Many of you may be proud, card carrying members of your local public library. You enjoy the perks of being able to read as many books, watch as many DVDs and use as much free WiFi as you want. While this is certainly nothing to squawk at, have you heard about membership libraries? The benefits of these institutions are even more appealing.
The public library system we know today was established by Andrew Carnegie in the 1880s. These early libraries were funded by subscriptions members paid, which is how collections were built. Eventually, free public libraries became the new norm, but 19 membership libraries are still in existence today. Members of these libraries utilize them for more than simply books, however.
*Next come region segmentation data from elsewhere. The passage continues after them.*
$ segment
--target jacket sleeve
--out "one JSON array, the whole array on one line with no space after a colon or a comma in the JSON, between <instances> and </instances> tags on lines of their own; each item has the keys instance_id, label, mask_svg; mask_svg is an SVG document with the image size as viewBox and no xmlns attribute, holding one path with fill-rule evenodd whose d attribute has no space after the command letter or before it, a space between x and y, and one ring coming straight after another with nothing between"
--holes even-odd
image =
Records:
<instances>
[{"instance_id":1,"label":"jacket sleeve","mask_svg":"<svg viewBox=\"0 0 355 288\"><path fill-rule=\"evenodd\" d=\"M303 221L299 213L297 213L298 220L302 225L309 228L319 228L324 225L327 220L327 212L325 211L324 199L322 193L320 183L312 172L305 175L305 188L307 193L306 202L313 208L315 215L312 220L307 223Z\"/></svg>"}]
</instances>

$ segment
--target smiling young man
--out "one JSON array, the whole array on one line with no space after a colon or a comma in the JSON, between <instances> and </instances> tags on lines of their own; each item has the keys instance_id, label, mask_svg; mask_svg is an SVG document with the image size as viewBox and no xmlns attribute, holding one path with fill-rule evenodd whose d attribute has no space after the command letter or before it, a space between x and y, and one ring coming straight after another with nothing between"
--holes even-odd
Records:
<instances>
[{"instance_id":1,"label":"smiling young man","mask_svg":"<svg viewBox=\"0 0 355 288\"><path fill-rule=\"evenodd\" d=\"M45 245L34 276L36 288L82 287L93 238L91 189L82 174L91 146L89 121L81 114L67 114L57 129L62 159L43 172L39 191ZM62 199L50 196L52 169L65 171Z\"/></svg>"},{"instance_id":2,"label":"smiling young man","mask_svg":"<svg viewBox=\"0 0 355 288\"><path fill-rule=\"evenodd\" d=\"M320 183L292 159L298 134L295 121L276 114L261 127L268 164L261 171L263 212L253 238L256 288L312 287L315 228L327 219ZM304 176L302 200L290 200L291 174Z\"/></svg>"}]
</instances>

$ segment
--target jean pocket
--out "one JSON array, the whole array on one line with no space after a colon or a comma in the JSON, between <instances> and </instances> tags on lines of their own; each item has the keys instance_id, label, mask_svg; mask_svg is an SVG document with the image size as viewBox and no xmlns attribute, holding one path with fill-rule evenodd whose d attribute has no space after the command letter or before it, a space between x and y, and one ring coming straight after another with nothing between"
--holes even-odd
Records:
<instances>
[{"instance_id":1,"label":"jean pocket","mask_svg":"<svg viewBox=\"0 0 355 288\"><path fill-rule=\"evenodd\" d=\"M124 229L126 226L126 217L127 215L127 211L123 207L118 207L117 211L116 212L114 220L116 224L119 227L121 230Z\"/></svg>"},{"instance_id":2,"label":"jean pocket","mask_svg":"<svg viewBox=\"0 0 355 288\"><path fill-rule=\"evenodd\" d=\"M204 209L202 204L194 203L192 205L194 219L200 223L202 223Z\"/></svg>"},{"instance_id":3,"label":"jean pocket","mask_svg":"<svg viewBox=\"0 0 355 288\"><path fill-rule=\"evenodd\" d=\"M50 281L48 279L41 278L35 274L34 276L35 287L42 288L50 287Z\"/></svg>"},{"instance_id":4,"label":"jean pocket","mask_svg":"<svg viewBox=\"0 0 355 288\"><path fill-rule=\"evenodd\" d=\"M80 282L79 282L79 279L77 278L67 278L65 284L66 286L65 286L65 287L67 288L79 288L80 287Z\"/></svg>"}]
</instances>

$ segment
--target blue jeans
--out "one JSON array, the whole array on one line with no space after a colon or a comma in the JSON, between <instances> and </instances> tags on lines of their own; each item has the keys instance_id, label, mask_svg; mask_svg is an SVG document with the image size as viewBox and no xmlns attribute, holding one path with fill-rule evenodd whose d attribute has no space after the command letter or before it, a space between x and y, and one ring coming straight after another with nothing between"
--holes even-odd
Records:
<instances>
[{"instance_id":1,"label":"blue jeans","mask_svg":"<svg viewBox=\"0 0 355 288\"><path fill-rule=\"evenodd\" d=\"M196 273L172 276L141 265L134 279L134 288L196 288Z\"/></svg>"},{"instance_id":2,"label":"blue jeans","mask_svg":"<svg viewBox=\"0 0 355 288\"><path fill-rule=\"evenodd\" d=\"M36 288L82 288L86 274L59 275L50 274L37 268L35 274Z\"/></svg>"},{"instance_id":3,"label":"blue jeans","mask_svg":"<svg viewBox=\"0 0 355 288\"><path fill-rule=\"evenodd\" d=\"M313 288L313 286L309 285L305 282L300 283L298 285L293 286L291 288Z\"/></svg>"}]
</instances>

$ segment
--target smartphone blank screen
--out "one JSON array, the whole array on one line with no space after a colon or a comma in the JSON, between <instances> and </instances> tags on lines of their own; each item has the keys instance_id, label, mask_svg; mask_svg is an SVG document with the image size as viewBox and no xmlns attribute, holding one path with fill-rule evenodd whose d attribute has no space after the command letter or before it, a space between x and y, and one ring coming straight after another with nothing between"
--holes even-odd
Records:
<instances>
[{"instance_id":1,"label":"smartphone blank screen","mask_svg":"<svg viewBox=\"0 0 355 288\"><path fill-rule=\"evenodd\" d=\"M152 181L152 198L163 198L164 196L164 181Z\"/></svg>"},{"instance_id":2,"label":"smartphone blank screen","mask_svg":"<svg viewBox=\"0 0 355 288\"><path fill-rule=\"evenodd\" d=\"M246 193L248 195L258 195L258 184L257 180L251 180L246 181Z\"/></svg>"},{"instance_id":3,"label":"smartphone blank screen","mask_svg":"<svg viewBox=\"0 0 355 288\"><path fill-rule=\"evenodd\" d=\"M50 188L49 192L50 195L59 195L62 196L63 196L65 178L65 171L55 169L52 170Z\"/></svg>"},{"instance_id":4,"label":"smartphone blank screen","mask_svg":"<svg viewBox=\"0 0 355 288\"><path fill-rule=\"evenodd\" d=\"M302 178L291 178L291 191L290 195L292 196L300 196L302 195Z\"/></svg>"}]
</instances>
They also provide one of the classiest places to work for those who usually just work from home. Since these rare membership libraries are usually in the original buildings from the late 1800s, it’s like walking around in a living museum.
As someone who has worked in a public library, I can attest that they don’t always attract the type of patrons that appreciate the history of the library system or what a membership library is, which is why only a few of them still exist. There will always be literary lovers that are willing to pay to sit in cushy leather chairs, amongst high bookshelves filled with leather-bound books. In fact, those that use these membership libraries as their workspace are actually getting a good deal. For instance, the annual fee for access to membership libraries ranges anywhere from $15 to $250. Monthly fees for less cultured workspaces can be hundreds of dollars.
When Benjamin Franklin founded the first membership library, the Library Company of Philadelphia, in 1731, his vision was to provide great literature to members, but also a forum where people could engage in discussion. This idea was purebred American, as the first membership library didn’t debut in England until almost 1800. In that time, universities and schools owned the majority of literary collections. If people wanted to rent books, they had to pay per book. Franklin’s membership library was a place where the common man and brilliant minds alike could engage in debates that wouldn’t normally happen.
A membership library in Cincinnati, the Mercantile Library, had more than 3,000 members during the Civil War period. By the late 20th century, membership was down to only 500 people. Realizing that something wasn’t working, library leaders made some vital changes. Instead of leaving it up to the books to attract members, lectures from the likes of Julia Child and John Updike were offered, concerts were put on and social gatherings organized. With events like these, membership libraries are putting to rest the outdated image of libraries being just nerd hangouts. In fact, they kind of seem like the place to be to get away from it all and, you know, learn something.